Christof Wolf: ein Jesuit, der Filme macht
"Wenn mir jemand 1986 vorausgesagt hätte, Du wirst einmal Filme machen und das weltweit, hätte ich ihn wohl für verrückt erklärt. Im selben Jahr habe ich meine Berufsausbildung als Schreiner am Theater in Karl-Marx-Stadt in der damaligen DDR angefangen (seit 1990 heisst die Stadt wieder Chemnitz).
Die Arbeit in der Werkstatt war faszinierend, ebenso das Absichern des Proben- und Vorstellungsbetriebes. Hinter der Bühne stehen, gleichzeitig sehen und erleben, was man mit künstlerischem und technischem Einsatz an Illusion, Unterhaltung, Tränen, Lachen, Standing Ovation und auch Buh-Rufen hervorrufen kann. Vielleicht war das eine Art Ur-Erfahrung für mich, was für das Filmemachen ja entscheidend ist: sich auf beiden Seiten, vor und hinter der Kamera sicher bewegen zu können.
Ignatianischen Gebetsweise ist wie ein Film
Als ich später Jesuit wurde, war ich überrascht, dass es so etwas wie «Jesuitentheater» gab. Warum haben Jesuiten Theater gemacht und sogar im 16. und 17. Jahrhundert Theatergeschichte geschrieben? Das für mich Überraschende: weil sie mit allen Sinnen zu beten gelernt haben. Der Aufbau der ignatianischen Gebetsweise ist wie ein klassisches Drama oder ein Film. Im ersten Schritt bereitet man den Schauplatz. Je nach Bibelstelle entsteht ein inneres Bild. Was sehe ich auf der Bühne, was zeigt die Kamera in der Szene? Beten ist in Dialog treten mit Gott, mit Jesus. Ich formuliere, was ich wirklich in dieser Zeit des Gebets von Gott, von Jesus geschenkt haben möchte. Das Bühnenbild oder das Filmset ist bereits fertig aufgebaut, nun betrachte ich, was und wer auf der Bühne oder in der Szene zu sehen ist. Was sagen die Schauspielerinnen, Schauspieler? Den Worten folgen Taten. Das ist der letzte Schritt im Drama. Die Geschichte beginnt sich zu entfalten. Welche Rolle spiele ich?

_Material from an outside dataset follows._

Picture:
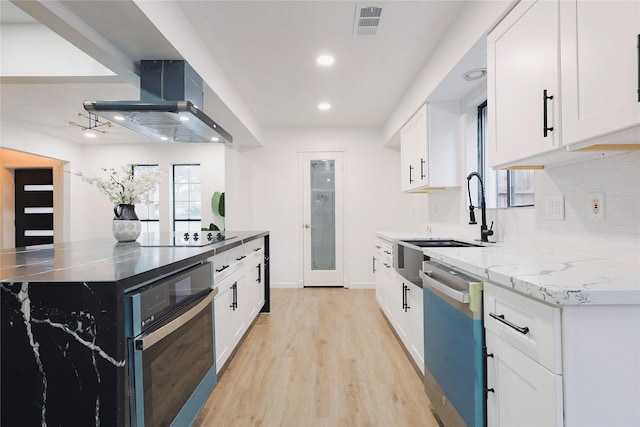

Nach der Gebetszeit schlägt Ignatius eine kurze Reflexion vor. Jede Gebets-Übung endet mit einem inneren Gespräch. Ich schaue zurück auf die Zeit des Gebets und formuliere, was mich in meinem Herzen bewegt – so, als ob ich zu einer guten Freundin, einem guten Freund spreche. Was waren trostreiche oder weniger trostreiche Erfahrungen im Gebet? Diese Struktur hat jeder Jesuit verinnerlicht.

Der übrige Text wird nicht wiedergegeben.